Chapter 21: Exercises - In-Game Win Probability
Section 21.1-21.2: Foundations and Data
Exercise 21.1 (Basic)
Define win probability in the context of basketball analytics. What does a 65% win probability mean at halftime?
Exercise 21.2 (Basic)
List the five key inputs to a standard win probability model. Explain why each factor affects the probability of winning.
Exercise 21.3 (Intermediate)
Given a game in the third quarter: - Home team leads by 8 points - 6 minutes remaining in the quarter (18 minutes total remaining) - Away team has possession
Using intuition (not a formal model), estimate the home team's win probability. Explain your reasoning.

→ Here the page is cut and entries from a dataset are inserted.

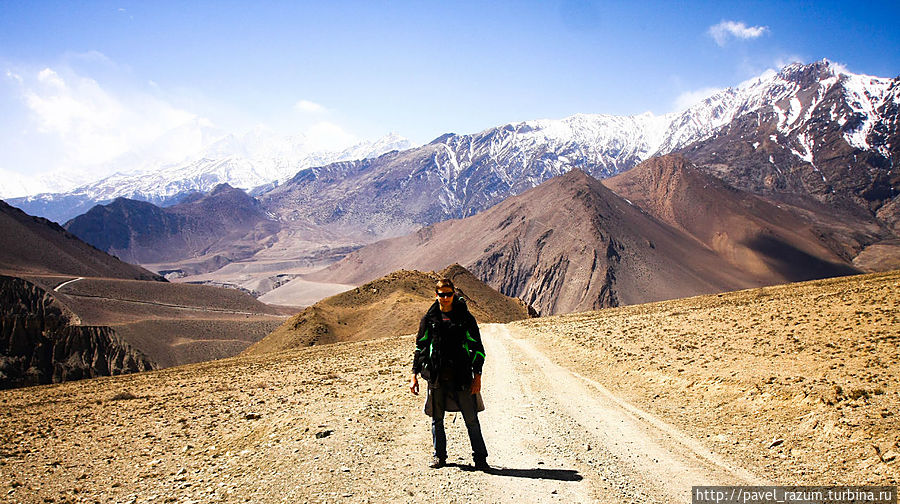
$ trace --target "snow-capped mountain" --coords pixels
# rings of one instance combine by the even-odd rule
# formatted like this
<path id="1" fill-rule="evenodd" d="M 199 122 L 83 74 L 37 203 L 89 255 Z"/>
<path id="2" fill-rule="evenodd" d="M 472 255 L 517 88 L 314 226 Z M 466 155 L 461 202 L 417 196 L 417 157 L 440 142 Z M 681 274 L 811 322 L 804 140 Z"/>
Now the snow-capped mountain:
<path id="1" fill-rule="evenodd" d="M 897 79 L 851 74 L 827 61 L 795 64 L 680 113 L 526 121 L 470 135 L 447 134 L 375 159 L 310 168 L 262 201 L 286 220 L 361 226 L 383 236 L 478 213 L 572 168 L 605 178 L 674 151 L 733 185 L 762 191 L 767 170 L 775 167 L 797 174 L 798 180 L 773 190 L 817 194 L 818 186 L 800 174 L 819 170 L 819 160 L 830 155 L 823 150 L 826 145 L 832 150 L 843 146 L 850 158 L 841 162 L 853 176 L 865 173 L 896 185 L 890 181 L 897 181 L 892 161 L 898 157 L 897 89 Z M 738 131 L 744 123 L 771 123 L 774 129 L 753 132 L 753 139 L 729 137 L 727 145 L 717 142 L 724 131 Z M 760 131 L 765 138 L 759 138 Z M 728 149 L 735 154 L 723 156 Z M 745 169 L 746 163 L 765 170 Z M 848 197 L 866 191 L 853 184 L 840 187 L 852 193 Z"/>
<path id="2" fill-rule="evenodd" d="M 209 192 L 219 184 L 250 191 L 275 186 L 310 166 L 376 157 L 409 148 L 409 141 L 389 134 L 340 151 L 316 149 L 304 136 L 278 136 L 263 128 L 228 135 L 208 145 L 195 159 L 116 173 L 64 193 L 43 193 L 8 201 L 29 214 L 57 222 L 119 197 L 169 205 L 192 192 Z"/>
<path id="3" fill-rule="evenodd" d="M 698 165 L 755 192 L 845 199 L 900 229 L 900 78 L 794 64 L 705 105 L 733 118 L 681 150 Z"/>

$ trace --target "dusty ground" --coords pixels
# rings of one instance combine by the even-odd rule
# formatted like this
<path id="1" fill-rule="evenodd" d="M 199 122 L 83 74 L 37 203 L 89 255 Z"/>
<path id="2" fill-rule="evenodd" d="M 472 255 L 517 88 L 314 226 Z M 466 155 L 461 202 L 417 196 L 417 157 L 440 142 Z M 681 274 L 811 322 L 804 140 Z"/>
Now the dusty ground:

Exercise 21.4 (Intermediate)
Calculate the total seconds remaining in a game given: - Quarter 3 - Clock shows 4:32 - Regulation game (12-minute quarters)
Exercise 21.5 (Advanced)
Design a data preprocessing pipeline for win probability model training. Specify: - Required columns - Data transformations - How to handle missing values - How to create the target variable
Section 21.3: Feature Engineering
Exercise 21.6 (Basic)
Explain why score differential and time remaining interact in win probability models. Give an example where the same score differential has very different implications.
Exercise 21.7 (Basic)
A team has possession with 2 minutes remaining. The possession is worth approximately how many points in expectation? How should this affect win probability?

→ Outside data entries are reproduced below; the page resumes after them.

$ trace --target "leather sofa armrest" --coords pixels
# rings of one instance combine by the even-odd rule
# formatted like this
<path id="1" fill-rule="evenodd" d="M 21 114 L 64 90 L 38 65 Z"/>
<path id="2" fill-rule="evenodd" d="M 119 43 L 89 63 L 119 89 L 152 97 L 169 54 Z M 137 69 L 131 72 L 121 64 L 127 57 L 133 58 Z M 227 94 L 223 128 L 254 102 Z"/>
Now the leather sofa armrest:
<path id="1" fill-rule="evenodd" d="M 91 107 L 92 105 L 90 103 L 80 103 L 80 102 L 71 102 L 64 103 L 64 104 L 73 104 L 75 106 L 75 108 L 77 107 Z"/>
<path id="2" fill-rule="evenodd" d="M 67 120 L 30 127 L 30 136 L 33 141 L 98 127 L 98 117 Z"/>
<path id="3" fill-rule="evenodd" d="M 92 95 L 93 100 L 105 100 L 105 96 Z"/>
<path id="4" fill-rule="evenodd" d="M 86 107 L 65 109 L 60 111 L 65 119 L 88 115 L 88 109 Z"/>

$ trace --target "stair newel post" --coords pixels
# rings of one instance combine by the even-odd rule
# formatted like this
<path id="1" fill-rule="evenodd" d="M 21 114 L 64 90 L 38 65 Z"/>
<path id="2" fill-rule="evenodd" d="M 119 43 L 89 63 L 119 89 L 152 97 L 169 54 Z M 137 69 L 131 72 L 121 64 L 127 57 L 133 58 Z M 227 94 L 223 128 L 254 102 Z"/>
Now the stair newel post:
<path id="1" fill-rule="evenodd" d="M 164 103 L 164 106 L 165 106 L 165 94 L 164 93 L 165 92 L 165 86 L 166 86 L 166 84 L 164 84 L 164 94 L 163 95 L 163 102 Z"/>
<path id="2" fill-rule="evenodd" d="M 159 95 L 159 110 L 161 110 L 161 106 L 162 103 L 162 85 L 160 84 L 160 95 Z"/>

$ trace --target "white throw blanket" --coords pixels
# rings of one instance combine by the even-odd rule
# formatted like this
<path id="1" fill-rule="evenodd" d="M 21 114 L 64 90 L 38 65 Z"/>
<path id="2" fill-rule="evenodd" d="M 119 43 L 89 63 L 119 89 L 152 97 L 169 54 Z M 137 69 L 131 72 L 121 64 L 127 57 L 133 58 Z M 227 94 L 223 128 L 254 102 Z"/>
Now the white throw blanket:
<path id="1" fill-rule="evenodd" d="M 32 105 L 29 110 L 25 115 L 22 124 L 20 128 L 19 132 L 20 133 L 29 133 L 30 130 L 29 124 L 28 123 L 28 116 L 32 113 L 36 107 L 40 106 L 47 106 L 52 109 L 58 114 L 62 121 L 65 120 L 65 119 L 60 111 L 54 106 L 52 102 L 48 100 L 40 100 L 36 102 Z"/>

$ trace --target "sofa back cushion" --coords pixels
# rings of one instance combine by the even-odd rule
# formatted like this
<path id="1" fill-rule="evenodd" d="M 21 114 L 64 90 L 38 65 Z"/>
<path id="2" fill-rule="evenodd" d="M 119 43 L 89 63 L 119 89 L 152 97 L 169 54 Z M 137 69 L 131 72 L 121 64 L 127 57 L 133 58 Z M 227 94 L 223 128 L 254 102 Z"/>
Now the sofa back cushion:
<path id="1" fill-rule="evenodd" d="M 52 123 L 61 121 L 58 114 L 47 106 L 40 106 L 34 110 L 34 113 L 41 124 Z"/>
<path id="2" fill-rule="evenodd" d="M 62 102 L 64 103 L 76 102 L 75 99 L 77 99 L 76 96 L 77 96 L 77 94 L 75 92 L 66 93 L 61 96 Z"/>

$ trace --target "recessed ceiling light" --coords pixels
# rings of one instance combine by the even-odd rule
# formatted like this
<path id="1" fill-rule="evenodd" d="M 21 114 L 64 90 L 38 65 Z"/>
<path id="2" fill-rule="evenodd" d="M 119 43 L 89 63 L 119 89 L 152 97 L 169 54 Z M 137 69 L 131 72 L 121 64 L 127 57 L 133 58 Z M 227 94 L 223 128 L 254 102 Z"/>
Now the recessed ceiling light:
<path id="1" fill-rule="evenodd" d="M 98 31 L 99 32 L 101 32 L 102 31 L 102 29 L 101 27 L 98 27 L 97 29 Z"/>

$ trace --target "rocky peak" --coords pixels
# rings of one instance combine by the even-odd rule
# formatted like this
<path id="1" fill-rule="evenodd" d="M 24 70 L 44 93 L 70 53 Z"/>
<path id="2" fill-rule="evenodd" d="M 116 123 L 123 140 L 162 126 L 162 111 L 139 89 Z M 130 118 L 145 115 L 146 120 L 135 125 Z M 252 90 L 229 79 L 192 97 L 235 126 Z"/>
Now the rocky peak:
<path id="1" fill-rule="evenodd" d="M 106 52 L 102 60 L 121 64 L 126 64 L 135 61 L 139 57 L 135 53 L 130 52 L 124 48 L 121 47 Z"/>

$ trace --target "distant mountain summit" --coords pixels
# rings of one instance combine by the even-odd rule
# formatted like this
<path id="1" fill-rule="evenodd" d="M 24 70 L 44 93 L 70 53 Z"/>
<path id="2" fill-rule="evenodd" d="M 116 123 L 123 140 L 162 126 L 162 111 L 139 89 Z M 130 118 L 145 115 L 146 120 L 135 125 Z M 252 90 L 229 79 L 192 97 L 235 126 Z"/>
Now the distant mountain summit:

Exercise 21.8 (Intermediate)
Create feature transformations for time remaining that capture the non-linear relationship with win probability: a) Log transformation b) Square root transformation c) Explain when each is appropriate
Exercise 21.9 (Intermediate)
Team A is the pre-game favorite by 7 points. They trail by 2 points at halftime. How would you incorporate team strength into the win probability calculation?
Exercise 21.10 (Advanced)
Design interaction features that capture: a) Score differential relative to time remaining b) The "running out of time" effect for trailing teams c) Garbage time situations
Section 21.4: Logistic Regression Models
Exercise 21.11 (Basic)
Write the logistic regression formula for win probability with two features: score_diff and time_remaining.
Exercise 21.12 (Basic)
If a logistic regression model has: - Intercept (beta_0) = 0.5 - Score_diff coefficient (beta_1) = 0.15 - Time_remaining_sqrt coefficient (beta_2) = -0.02
Calculate the win probability when score_diff = 5 and time_remaining = 400 seconds.
Exercise 21.13 (Intermediate)
Explain why logistic regression is preferred over linear regression for win probability modeling. What problem does it solve?

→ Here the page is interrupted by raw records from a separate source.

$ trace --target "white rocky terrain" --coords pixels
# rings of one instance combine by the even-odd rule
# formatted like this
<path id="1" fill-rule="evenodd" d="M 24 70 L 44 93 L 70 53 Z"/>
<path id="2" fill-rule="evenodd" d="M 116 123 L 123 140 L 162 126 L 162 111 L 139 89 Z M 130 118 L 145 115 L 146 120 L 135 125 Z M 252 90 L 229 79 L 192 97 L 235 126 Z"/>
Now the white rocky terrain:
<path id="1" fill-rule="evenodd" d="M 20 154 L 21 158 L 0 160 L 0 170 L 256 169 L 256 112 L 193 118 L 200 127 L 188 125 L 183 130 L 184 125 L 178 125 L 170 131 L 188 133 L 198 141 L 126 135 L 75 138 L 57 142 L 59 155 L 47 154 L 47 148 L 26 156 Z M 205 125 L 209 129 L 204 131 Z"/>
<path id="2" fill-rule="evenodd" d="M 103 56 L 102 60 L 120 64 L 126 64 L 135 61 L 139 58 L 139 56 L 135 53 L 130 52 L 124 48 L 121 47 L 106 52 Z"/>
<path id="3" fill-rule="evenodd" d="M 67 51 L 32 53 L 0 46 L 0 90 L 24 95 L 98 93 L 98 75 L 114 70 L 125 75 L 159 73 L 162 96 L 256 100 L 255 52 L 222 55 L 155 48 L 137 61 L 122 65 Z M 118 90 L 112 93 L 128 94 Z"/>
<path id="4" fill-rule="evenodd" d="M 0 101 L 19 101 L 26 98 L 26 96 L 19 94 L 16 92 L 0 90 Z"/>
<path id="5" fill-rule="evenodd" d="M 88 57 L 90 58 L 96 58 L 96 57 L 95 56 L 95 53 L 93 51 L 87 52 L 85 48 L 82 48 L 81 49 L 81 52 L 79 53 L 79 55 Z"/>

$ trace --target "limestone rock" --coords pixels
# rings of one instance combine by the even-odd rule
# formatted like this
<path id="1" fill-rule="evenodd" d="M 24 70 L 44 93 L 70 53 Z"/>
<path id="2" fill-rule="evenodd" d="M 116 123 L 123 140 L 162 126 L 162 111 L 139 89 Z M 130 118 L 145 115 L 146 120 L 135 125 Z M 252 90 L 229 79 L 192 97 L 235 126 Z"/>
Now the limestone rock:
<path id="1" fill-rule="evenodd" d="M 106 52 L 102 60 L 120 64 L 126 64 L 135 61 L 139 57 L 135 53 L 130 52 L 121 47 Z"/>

Exercise 21.14 (Intermediate)
A win probability model predicts 0.72 when score_diff = 10, time_remaining = 600, possession = 1. If the team scores 3 points on this possession: - What is the new score_diff? - What is the approximate new time_remaining? - What would you expect the new win probability to be?
Exercise 21.15 (Advanced)
Implement polynomial feature expansion for a win probability model. Include: - Score squared - Time-score interactions - Cross-validation to determine optimal degree
Section 21.5: Model Calibration
Exercise 21.16 (Basic)
Define calibration in the context of probability models. What does it mean for a model to be "well-calibrated"?
Exercise 21.17 (Basic)
A model predicts win probability of 0.80 for 500 different game situations. In those situations, the team actually won 375 times. Calculate: a) The actual win rate b) Is the model well-calibrated at this probability level? c) Is the model over-confident or under-confident?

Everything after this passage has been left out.